The standard advice in times of economic uncertainty is to build up your cash reserves and hold off on large unnecessary spending. Let me add to that something I’ve come to call “defensive budgeting.”

It’s the strategy I use to deal with how my family’s household income is frustratingly hard to predict. While I receive a steady paycheque, my husband works on contract in a creative field and notoriously volatile industry. And while the contracts keep coming, we know that there’s always the chance he’ll be off work for a few weeks or longer at some point in the year.

The possibility of a financial dry spell of indefinite length is something I’ve learned to build into how I manage our cash flow. With so many people worried about their job security in this economy, I thought I’d share my strategy.

Since my income is stable and more secure, most of our recurring, automatic payments – from mortgage and utility bills to subscriptions – come out of my account. We also share roughly equally routine spending on groceries, transportation, personal care and similar items. This leaves the rest of my husband’s income to cover the lion’s share of seasonal and one-off expenses and savings goals, as well as building up or replenishing our emergency funds.

In January, I typically list on a spreadsheet how much I estimate we’ll need for non-routine spending and savings throughout the year. Then, I rank those items in order of priority.

The first thing I typically set aside money for are our property taxes, an infrequent expense that doesn’t easily fit in my monthly bill-paying budget. It’s easier to save up for it in a few lump sums from my husband’s income, which I like to do a year in advance.

So for example, this spring we saved up for next year’s taxes. This is an extra financial buffer that gives me peace of mind. If we ever run into a long spell of unemployment, we have a long time to catch up.

Next up is usually saving up for our annual Christmas trip to Italy (where I’m from and my parents still live). I’ve learned the best fares are usually gone by the end of March so this is something we have to act on quickly.
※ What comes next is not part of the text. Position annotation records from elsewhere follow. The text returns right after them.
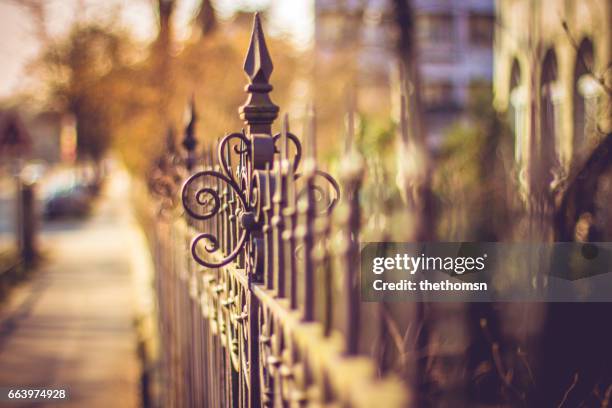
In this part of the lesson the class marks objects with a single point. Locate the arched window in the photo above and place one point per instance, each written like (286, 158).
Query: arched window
(548, 117)
(516, 110)
(585, 98)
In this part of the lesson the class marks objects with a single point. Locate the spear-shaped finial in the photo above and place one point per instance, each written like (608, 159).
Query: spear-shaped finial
(258, 65)
(189, 140)
(258, 112)
(170, 142)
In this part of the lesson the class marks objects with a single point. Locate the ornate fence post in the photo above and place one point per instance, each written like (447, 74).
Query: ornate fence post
(189, 141)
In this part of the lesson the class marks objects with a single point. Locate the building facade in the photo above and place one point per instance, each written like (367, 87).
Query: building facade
(454, 37)
(552, 67)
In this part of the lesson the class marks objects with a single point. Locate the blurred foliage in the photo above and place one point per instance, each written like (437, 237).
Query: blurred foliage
(86, 74)
(125, 95)
(474, 176)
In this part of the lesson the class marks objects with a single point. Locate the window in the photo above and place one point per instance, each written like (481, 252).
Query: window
(549, 119)
(481, 29)
(435, 28)
(516, 111)
(586, 98)
(438, 95)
That’s also, typically, when I pay for my kid’s summer camps (yes, this is a necessary expense, as we both work full-time and have no family nearby).

Then I typically rebuild or boost our rainy-day cash, as needed, top up our retirement accounts, and put $2,500 into my kid’s RESP.

After that comes paying the cost of his after-school activities for the fall and winter, as well as putting money into our “car fund,” since we’ll likely need a new ride in five to six years.

Once the essentials are covered, I move on to our “second tier” retirement savings goal, putting more money in our TFSAs or RRSPs.

I also tweak the list regularly, as there are always necessary or time-sensitive bigger-ticket expenses that crop up unexpectedly. If all goes well, later in the year is when I get to the fun “extras,” such as an added vacation or new furniture.

Generally, I don’t worry about what the next year will look like, unless I have a reason to. It’s a psychological trick that allows me to indulge in some fun spending and fight my tendency to want to just keep saving for the next cycle of necessities.

The bottom line is that paying for irregular expenses months in advance and ranking expenses and savings goals in order of priority has helped us live with a fluctuating household income for years without upending our lifestyle or falling behind on long-term financial priorities. If you’re worried about losing your job, defensive budgeting might help you, too.